D220107 championship game

Wayne Mathis is a Georgia fan and his wife, Donna, an Alabama fan. They'll have opposing interests Monday when Georgia and Alabama play in the national championship game at 7 p.m. [JERONIMO NISA/DECATUR DAILY]

MOULTON — Georgia-born Wayne Mathis knows where he’ll be Monday night when Georgia and Alabama play in the College Football Playoff championship game.

“Alone with all these Alabama fans,” he chuckled. “I’ve been here before.”

Mathis, a devoted Bulldogs fan, will be greatly outnumbered as he watches the game at his Moulton home because his Alabama-born wife, Donna, is a Crimson Tide supporter and will invite a mass of the couple’s shared friends.

“That’s OK,” he said. “It’s all good fun.”

For the second time in the eight-year history of the CFP, Alabama and Georgia will play in the national championship game at Lucas Oil Stadium in Indianapolis, with kickoff at 7 p.m.

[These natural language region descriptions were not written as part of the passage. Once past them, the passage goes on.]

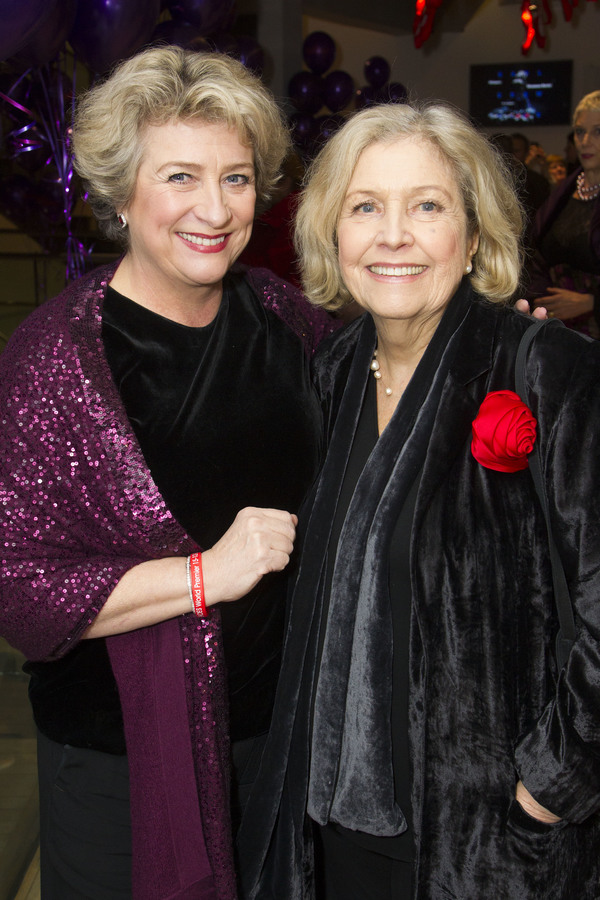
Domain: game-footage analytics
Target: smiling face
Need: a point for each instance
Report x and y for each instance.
(586, 134)
(192, 210)
(402, 233)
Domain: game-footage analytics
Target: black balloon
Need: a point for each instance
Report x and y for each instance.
(338, 90)
(318, 51)
(304, 128)
(306, 92)
(377, 71)
(207, 15)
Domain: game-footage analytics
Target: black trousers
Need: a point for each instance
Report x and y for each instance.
(348, 871)
(85, 831)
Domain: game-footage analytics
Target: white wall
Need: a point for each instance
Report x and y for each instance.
(440, 68)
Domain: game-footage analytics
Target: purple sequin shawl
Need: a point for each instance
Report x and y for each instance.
(78, 509)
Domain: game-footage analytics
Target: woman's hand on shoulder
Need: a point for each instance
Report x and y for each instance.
(539, 312)
(564, 304)
(533, 808)
(258, 542)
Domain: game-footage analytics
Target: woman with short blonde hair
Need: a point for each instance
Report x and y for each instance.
(486, 184)
(162, 85)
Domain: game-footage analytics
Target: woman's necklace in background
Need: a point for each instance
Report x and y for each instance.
(376, 370)
(584, 192)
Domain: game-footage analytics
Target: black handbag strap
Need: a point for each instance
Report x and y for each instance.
(566, 632)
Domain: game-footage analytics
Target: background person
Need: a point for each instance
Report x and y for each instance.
(564, 275)
(420, 717)
(158, 406)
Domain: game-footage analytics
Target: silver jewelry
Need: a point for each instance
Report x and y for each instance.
(583, 191)
(375, 369)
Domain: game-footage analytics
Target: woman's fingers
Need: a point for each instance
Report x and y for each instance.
(258, 542)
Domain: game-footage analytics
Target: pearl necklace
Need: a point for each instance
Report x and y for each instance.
(376, 370)
(584, 192)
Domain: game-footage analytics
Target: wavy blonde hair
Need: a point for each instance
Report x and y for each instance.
(162, 85)
(590, 101)
(485, 181)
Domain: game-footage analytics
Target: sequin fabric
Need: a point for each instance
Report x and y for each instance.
(78, 508)
(311, 323)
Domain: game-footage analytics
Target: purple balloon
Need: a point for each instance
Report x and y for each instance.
(207, 15)
(365, 96)
(106, 32)
(181, 34)
(19, 23)
(304, 128)
(250, 53)
(318, 51)
(306, 92)
(338, 90)
(28, 146)
(328, 125)
(377, 71)
(50, 35)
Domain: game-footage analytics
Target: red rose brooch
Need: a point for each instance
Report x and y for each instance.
(503, 432)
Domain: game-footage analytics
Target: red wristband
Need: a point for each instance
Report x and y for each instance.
(197, 584)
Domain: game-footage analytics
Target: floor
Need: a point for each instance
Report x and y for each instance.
(19, 827)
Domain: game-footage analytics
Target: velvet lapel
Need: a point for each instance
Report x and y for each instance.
(459, 403)
(351, 780)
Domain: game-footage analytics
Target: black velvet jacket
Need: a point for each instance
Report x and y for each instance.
(486, 704)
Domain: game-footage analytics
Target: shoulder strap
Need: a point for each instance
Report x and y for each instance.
(566, 631)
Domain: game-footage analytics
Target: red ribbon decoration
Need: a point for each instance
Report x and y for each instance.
(530, 17)
(423, 22)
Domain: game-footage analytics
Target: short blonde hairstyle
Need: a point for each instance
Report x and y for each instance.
(485, 181)
(162, 85)
(590, 101)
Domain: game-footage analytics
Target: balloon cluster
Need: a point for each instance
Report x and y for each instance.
(45, 46)
(312, 90)
(378, 88)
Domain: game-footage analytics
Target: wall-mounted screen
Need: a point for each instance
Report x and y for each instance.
(523, 93)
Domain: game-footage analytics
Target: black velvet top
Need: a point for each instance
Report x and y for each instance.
(401, 846)
(226, 417)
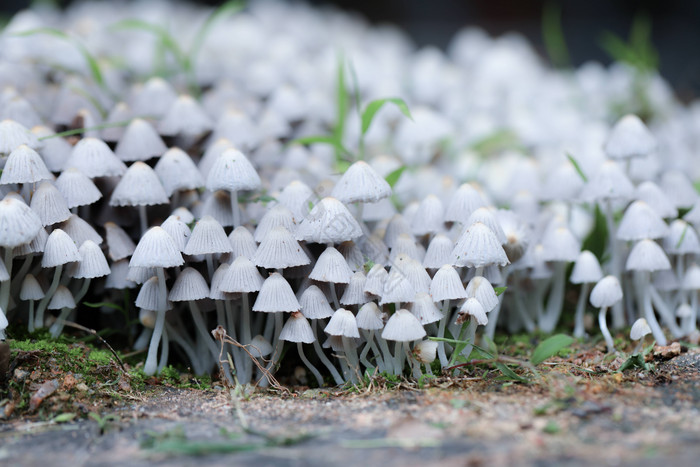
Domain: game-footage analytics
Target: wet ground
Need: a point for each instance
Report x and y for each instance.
(563, 418)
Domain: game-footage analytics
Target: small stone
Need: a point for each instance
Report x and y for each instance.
(667, 352)
(20, 375)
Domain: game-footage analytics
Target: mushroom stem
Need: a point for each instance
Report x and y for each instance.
(57, 326)
(83, 290)
(555, 301)
(151, 366)
(235, 210)
(351, 356)
(617, 309)
(322, 356)
(317, 374)
(143, 219)
(579, 329)
(398, 358)
(644, 297)
(164, 349)
(5, 286)
(30, 325)
(39, 319)
(604, 329)
(665, 312)
(206, 338)
(371, 344)
(388, 357)
(186, 346)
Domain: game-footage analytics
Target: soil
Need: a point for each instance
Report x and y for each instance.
(578, 411)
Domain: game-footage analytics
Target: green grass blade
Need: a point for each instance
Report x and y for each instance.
(93, 65)
(227, 9)
(550, 347)
(167, 40)
(553, 36)
(373, 107)
(576, 165)
(394, 176)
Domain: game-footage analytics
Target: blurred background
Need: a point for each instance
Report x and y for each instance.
(579, 31)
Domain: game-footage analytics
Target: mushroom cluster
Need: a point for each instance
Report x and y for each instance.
(239, 172)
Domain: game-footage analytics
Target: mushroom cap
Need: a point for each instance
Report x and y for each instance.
(560, 245)
(331, 267)
(478, 246)
(297, 329)
(609, 182)
(481, 289)
(49, 204)
(447, 285)
(276, 296)
(376, 277)
(328, 222)
(647, 255)
(361, 183)
(149, 296)
(259, 347)
(208, 237)
(314, 304)
(473, 307)
(24, 165)
(403, 326)
(62, 298)
(640, 328)
(185, 117)
(95, 159)
(92, 262)
(177, 229)
(189, 285)
(606, 292)
(280, 250)
(586, 269)
(232, 171)
(342, 323)
(156, 249)
(242, 277)
(60, 249)
(18, 223)
(439, 252)
(31, 289)
(463, 202)
(242, 243)
(119, 243)
(140, 186)
(79, 230)
(369, 317)
(397, 289)
(177, 171)
(425, 310)
(77, 188)
(629, 138)
(354, 293)
(641, 221)
(139, 142)
(13, 135)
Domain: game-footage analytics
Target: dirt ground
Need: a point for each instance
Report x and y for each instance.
(565, 417)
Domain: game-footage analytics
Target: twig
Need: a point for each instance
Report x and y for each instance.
(222, 336)
(94, 333)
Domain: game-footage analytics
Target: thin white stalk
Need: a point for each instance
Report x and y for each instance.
(579, 328)
(39, 319)
(442, 354)
(555, 301)
(317, 374)
(602, 323)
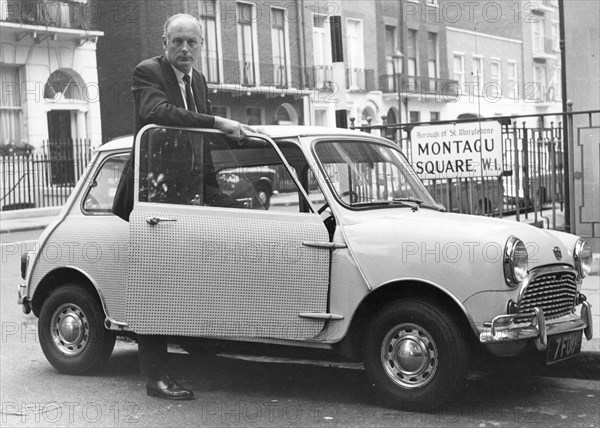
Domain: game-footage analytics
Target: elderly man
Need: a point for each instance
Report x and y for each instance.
(169, 91)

CST. ESPN is televising the game.

The first meeting came in 2018 when freshman quarterback Tua Tagovailoa tossed a 41-yard touchdown to Devonta Smith in overtime as the Crimson Tide defeated the Bulldogs 26-23.

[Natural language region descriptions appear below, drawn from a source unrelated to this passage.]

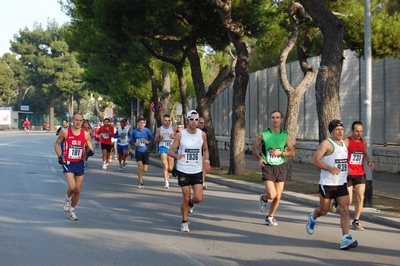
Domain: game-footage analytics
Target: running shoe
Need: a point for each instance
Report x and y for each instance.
(185, 227)
(270, 221)
(72, 216)
(263, 204)
(356, 225)
(310, 224)
(67, 204)
(191, 209)
(348, 242)
(174, 173)
(333, 205)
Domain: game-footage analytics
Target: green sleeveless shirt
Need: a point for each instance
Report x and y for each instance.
(273, 140)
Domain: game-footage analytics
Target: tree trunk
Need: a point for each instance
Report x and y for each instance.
(166, 92)
(53, 98)
(294, 94)
(155, 120)
(237, 145)
(330, 70)
(203, 102)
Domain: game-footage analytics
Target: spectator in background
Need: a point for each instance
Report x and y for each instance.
(106, 133)
(26, 125)
(141, 137)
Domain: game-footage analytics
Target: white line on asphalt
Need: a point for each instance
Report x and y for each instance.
(53, 170)
(186, 257)
(104, 209)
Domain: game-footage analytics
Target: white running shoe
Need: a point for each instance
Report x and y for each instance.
(348, 242)
(311, 223)
(185, 227)
(72, 216)
(263, 204)
(67, 204)
(270, 221)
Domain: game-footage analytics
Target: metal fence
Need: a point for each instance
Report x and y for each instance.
(265, 94)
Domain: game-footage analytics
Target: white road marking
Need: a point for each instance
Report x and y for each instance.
(186, 257)
(104, 209)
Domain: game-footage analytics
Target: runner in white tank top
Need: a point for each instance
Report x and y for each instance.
(331, 158)
(190, 164)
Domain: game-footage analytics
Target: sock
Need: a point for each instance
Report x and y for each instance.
(264, 199)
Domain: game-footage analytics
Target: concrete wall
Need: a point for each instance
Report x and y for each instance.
(264, 94)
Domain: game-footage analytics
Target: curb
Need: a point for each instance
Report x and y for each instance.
(369, 214)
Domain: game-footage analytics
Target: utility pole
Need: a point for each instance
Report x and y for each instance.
(368, 98)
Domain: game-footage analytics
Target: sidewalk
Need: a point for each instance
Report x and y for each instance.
(383, 184)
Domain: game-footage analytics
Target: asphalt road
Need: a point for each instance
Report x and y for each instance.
(120, 224)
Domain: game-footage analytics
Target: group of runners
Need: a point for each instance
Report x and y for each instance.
(185, 153)
(341, 160)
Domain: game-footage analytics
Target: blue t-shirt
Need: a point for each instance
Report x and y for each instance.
(140, 136)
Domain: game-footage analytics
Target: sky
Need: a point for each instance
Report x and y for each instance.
(18, 14)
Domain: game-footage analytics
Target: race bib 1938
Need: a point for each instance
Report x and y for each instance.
(192, 155)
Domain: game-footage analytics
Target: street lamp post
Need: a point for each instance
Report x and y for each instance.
(368, 98)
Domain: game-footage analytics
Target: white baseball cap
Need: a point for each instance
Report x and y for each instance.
(191, 112)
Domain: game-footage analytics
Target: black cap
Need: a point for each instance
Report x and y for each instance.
(334, 124)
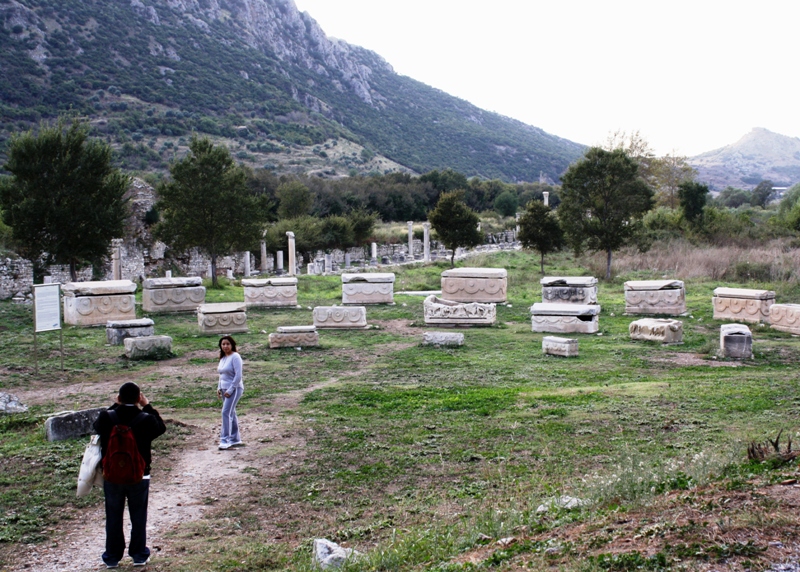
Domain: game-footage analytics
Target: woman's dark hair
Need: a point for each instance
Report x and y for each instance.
(233, 345)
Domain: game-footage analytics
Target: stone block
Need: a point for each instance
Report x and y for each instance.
(565, 318)
(565, 347)
(222, 318)
(148, 347)
(742, 305)
(785, 317)
(294, 337)
(443, 339)
(482, 285)
(119, 330)
(667, 297)
(569, 289)
(368, 288)
(339, 317)
(657, 330)
(270, 292)
(95, 303)
(71, 424)
(173, 294)
(736, 341)
(448, 313)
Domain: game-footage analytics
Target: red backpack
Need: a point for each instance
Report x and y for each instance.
(123, 464)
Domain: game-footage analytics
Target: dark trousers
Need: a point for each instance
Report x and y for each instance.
(137, 496)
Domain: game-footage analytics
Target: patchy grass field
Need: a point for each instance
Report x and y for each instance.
(438, 459)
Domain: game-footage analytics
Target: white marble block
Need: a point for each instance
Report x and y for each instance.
(483, 285)
(294, 337)
(95, 303)
(222, 318)
(118, 330)
(439, 339)
(449, 313)
(340, 317)
(270, 292)
(735, 341)
(657, 330)
(785, 317)
(565, 318)
(148, 347)
(368, 288)
(569, 289)
(666, 297)
(554, 346)
(742, 304)
(173, 294)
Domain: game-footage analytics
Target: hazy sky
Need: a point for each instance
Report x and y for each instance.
(690, 76)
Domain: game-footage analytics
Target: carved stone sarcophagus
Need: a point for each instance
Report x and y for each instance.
(279, 292)
(569, 289)
(368, 288)
(173, 294)
(483, 285)
(95, 303)
(666, 297)
(742, 305)
(565, 318)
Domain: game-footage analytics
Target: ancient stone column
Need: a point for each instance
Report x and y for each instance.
(292, 255)
(426, 241)
(263, 256)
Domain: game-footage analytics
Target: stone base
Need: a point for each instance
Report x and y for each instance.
(653, 330)
(117, 331)
(148, 347)
(565, 347)
(440, 339)
(736, 341)
(785, 318)
(338, 317)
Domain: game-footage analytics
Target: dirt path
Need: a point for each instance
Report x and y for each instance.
(200, 475)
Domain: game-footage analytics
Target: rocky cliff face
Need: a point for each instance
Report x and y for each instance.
(760, 155)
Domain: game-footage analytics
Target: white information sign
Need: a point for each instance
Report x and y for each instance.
(47, 307)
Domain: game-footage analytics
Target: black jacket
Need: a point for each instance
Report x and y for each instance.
(145, 431)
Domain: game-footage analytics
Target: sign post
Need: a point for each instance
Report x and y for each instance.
(47, 316)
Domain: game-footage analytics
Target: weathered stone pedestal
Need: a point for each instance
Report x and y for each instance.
(569, 290)
(340, 317)
(223, 318)
(666, 297)
(735, 341)
(368, 288)
(742, 305)
(173, 294)
(565, 318)
(785, 317)
(654, 330)
(448, 313)
(118, 330)
(554, 346)
(294, 337)
(95, 303)
(482, 285)
(148, 347)
(270, 292)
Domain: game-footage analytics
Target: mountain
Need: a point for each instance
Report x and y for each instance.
(760, 155)
(258, 74)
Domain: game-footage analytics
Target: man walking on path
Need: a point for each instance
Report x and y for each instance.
(145, 424)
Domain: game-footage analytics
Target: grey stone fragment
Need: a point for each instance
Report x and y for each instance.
(438, 339)
(10, 404)
(71, 424)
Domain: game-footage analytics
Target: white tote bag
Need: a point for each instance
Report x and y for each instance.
(91, 472)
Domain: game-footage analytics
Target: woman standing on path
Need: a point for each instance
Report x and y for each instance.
(230, 389)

This was one of two games the Mathis family didn’t watch together since they met in 1987, because Wayne was at work. But he got updates from his wife — “a lot of them” — especially in the second half as Alabama climbed out of a 13-0 hole.

After Smith scored the game-winning touchdown, Wayne said, he got one final call.

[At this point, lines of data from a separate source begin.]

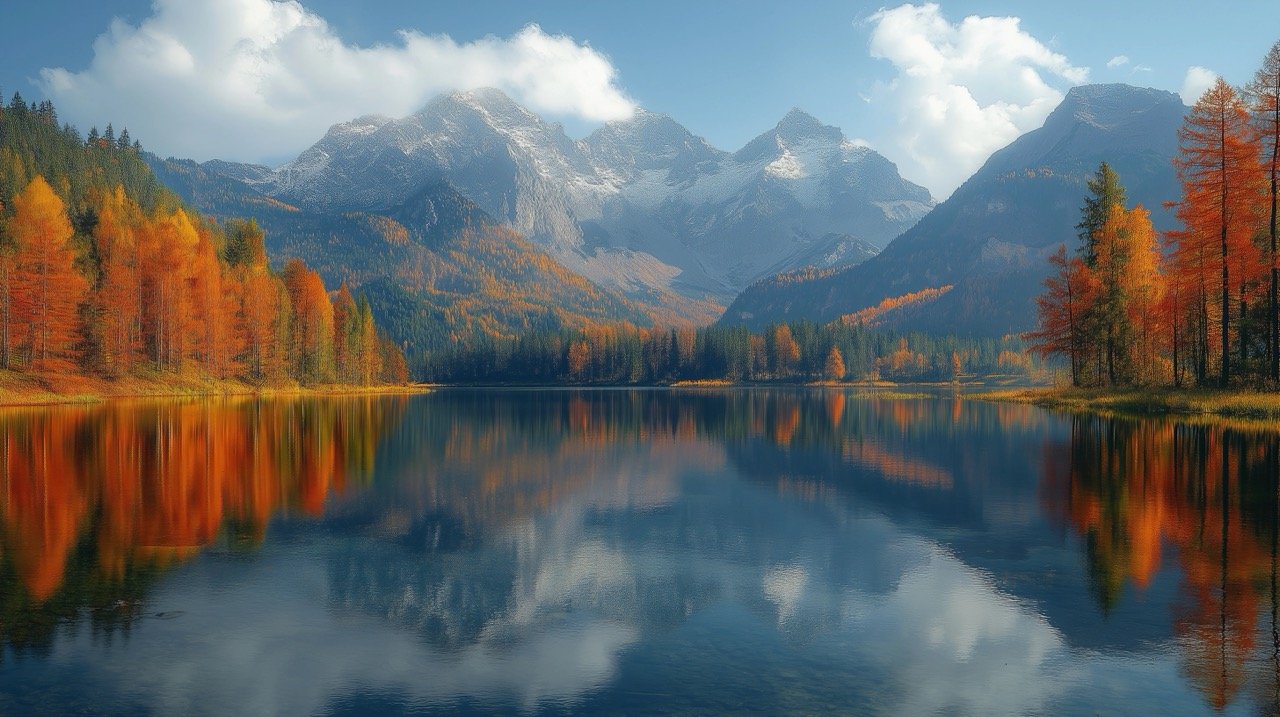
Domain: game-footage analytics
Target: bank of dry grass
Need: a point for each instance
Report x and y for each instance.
(1147, 401)
(26, 389)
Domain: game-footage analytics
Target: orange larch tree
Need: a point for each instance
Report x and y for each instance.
(312, 327)
(169, 249)
(48, 290)
(118, 334)
(1069, 295)
(1217, 165)
(1264, 94)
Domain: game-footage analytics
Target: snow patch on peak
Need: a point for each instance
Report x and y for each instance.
(786, 167)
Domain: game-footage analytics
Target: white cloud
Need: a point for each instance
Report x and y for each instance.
(1197, 82)
(963, 90)
(265, 78)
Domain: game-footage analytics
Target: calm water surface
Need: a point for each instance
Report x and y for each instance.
(634, 552)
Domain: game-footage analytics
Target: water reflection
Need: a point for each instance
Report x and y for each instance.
(96, 502)
(634, 552)
(1207, 493)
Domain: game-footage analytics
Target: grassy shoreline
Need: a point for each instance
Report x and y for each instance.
(1239, 403)
(24, 389)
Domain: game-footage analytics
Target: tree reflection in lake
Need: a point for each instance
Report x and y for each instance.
(1207, 492)
(95, 502)
(635, 551)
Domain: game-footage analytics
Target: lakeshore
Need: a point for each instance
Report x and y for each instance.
(1235, 403)
(27, 389)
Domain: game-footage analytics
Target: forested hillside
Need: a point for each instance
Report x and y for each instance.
(1202, 306)
(105, 273)
(437, 268)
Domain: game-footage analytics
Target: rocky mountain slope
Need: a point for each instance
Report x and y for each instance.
(437, 268)
(991, 240)
(641, 205)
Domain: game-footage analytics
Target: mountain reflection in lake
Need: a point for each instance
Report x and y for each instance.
(631, 552)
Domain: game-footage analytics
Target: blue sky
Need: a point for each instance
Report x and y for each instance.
(727, 71)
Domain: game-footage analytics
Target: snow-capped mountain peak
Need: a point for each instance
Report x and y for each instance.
(641, 204)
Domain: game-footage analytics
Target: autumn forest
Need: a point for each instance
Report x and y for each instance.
(105, 274)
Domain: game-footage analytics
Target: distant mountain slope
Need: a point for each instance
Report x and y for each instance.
(437, 268)
(992, 237)
(640, 205)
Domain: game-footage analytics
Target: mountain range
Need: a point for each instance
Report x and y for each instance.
(640, 205)
(990, 242)
(645, 222)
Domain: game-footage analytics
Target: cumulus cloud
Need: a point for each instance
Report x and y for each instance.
(1198, 81)
(963, 90)
(265, 78)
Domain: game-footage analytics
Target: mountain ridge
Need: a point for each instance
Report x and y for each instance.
(991, 240)
(641, 205)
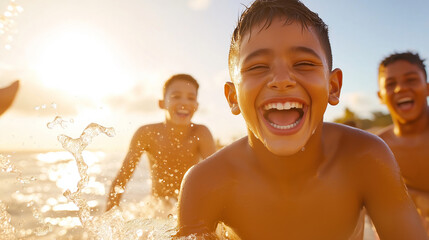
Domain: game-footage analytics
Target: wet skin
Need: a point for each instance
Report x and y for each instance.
(172, 147)
(264, 186)
(404, 90)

“I told her we could talk about hanging curtains or anything else, but I didn’t want to hear anything about the game,” he said.

Donna, 50, said she continued to talk about the game, but wasn’t serious.

“I hung up on her,” Wayne laughed.

“He sure did,” Donna chuckled.

The lines of team loyalty have been drawn in the Mathis household since the couple met on a blind date on July 4, 1987, at a fireworks show in Georgia.

Donna’s first college-football choice was to pick between Alabama and Auburn because she grew up in a divided family. Wayne, who was born about 45 minutes from the Georgia campus in Covington, said he was “Bulldog from birth.” He said a family member was a Georgia graduate and he attended games at Sanford Stadium while in high school.

After meeting his wife-to-be, he said they were not that serious about football because Alabama and Georgia didn’t play annually “and there wasn’t a lot of games on television.”

Wayne said he even wore an Alabama cap his wife gave him.

The Mathis family divide, however, got serious following the 2012 SEC championship game when the final seconds ticked off the clock as Georgia had the ball on Alabama’s 8-yard line. The Crimson Tide won the game 32-28 and went on to defeat Notre Dame in the national championship game in Miami.

Wayne, 52, said this is when he lost a lot of respect for Crimson Tide football because some of his coworkers at Nucor Steel were “talking too much trash” before the game and “showing Georgia no respect. I was very Alabama friendly before this.”

Donna said she doesn’t talk a lot of trash and sometimes finds herself sympathizing with her husband because he’s generally the only Georgia fan at their home when friends come over to watch games.

“I got his back,” said Richard, the couple’s 12-year-old son.

“He’s daddy’s boy,” Donna said.

Neither parent pushed Richard to pick between Alabama and Georgia, but by the time he was 3, he was “all Georgia,” his mother said.

Donna said she bought him an Alabama shirt and he refused to wear it.

“I liked that,” Wayne said.

“I was Georgia because of my dad,” Richard said.

The Mathis family lived three years in Georgia before moving to Alabama in 1993. Georgia and Alabama have played 14 times since the couple married 31 years ago and the Crimson Tide holds a 10-4 advantage in those games.

Donna said everybody at her home in 2018 behaved as if walking on eggshells as Georgia led much of the game. Wayne said he and some of his coworkers thought the game was over.

“I’m very opinionated, but I don’t talk a lot of trash or tease my friends,” he said.

Donna is not as opinionated, but “I’ll talk a little smack.”

As for Monday’s game, neither is talking much or wanted to make a prediction.

“I’m not inviting anybody over for the game, but I’m sure they’ll be here,” Wayne said. "I’ll say this much, it’s all fun. When it’s over, it will be over for me.”

Donna said the friends that show up know not to say anything to Wayne. Donna said she teases Wayne and tells him Georgia is built by Alabama because Bulldogs head coach Kirby Smart is the Crimson Tide's former defensive coordinator.

“He’s a pretty good sport, but I’m gonna be quiet until after the game,” she said.